A estas alturas todos debemos estar un poco cansados del tema. El suicidio de Alan García ha ocupado las primeras planas no solo de medios peruanos. Y si la muerte suele provocar una desazón expresada en términos de ¡qué pasó!; ¡cómo así!; ¡no puedo creerlo!; cuando la muerte es procurada por mano propia, el desconcierto es más dramático. Frente al hecho, la mayor parte de las respuestas han sido inadecuadas evidenciando que toda muerte requiere ser procesada y más aún cuando toca fibras de nuestra historia.
Escribir y leer sobre esta muerte es una forma de conjurar la desazón que deja en nosotros el hecho de que Alan García haya decidido detener violentamente su vida; tanto su vida compartida con los suyos, así como las investigaciones que giraban alrededor de su persona. El suicidio no es un acto heroico; es un error intencional y sin vuelta atrás; no hay modo de correr en busca del tiempo perdido; es un acto de desesperación o el fruto de una fragilidad. En todos los casos, el suicidio se ofrece como alternativa a quien decide que ya no tiene alternativa y, sobre todo, para quien decide que no quiere alternativa.
En el suicidio se rechaza el don de la vida como si ella no fuera capaz de dar de sí a través del mundo de posibilidades que antes se abría delante de nosotros.
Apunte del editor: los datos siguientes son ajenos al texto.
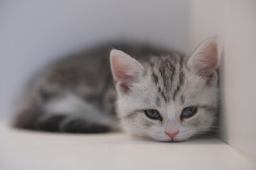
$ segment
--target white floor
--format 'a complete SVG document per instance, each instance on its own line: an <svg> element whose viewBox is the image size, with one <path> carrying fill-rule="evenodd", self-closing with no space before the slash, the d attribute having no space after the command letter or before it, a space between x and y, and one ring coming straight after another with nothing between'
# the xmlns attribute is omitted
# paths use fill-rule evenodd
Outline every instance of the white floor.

Es un acto de suprema soledad; perdón, no digamos de soledad, ya que ella puede ser también muy constructiva; es un acto de aislamiento, es decir una negativa a volver a mirarse cara a cara con el otro que no solo me mira y me habla, sino que me interpela porque ese es el modo como se construye un proyecto colectivo.
Suspender la vida a través del suicidio es rechazar la posibilidad de todo proyecto en común. Quizá el que el ser humano haya desarrollado una estrategia para mirarse a sí mismo y para hacer que todos lo miren, finalmente, tejió la razón por la que es posible el suicidio: el narcisismo. Hacía mucho que Alan García, quien con sorna hablaba de su ego colosal, había dejado de mirar a los otros; los otros se habían convertido en un medio por el que se veía a sí mismo. ¿Por qué a nadie se le ocurrió romper el hechizo narcisista en el que muy probablemente habitaba cada vez más aislado? Porque algunos lo necesitaban precisamente así.
La justicia era el último y el mejor antídoto contra una práctica autocontemplativa; y hubiera sido el remedio para encontrarse de nuevo con los demás al dar cuenta de sus actos: justos o injustos. Y es que vivir juntos significa dar cuenta de nuestros actos incluso cuando estos sean injustos y despreciables. La responsabilidad que tenemos frente al otro es inalienable.
En los evangelios se recuerda que Judas, después de traicionar a Jesús, acabó con su vida. El drama del narciso es que no puede aceptarse limitado y a la vez con capacidad de reconstruir. Pedro en cambio, lloró amargamente y se convirtió en el apóstol que tomó la batuta de la naciente Iglesia. Judas vivió su drama y sus errores en el total aislamiento; Pedro se encontró con la mirada del otro (de Jesús). Sin esperanza en el valor que el otro le ofrecía por lo que era, Alan cometió un último gran error. Ahora hay que dejarlo en paz, sin justificar su error ni condenarlo, pero tampoco haciendo creer que tomó una brillante decisión.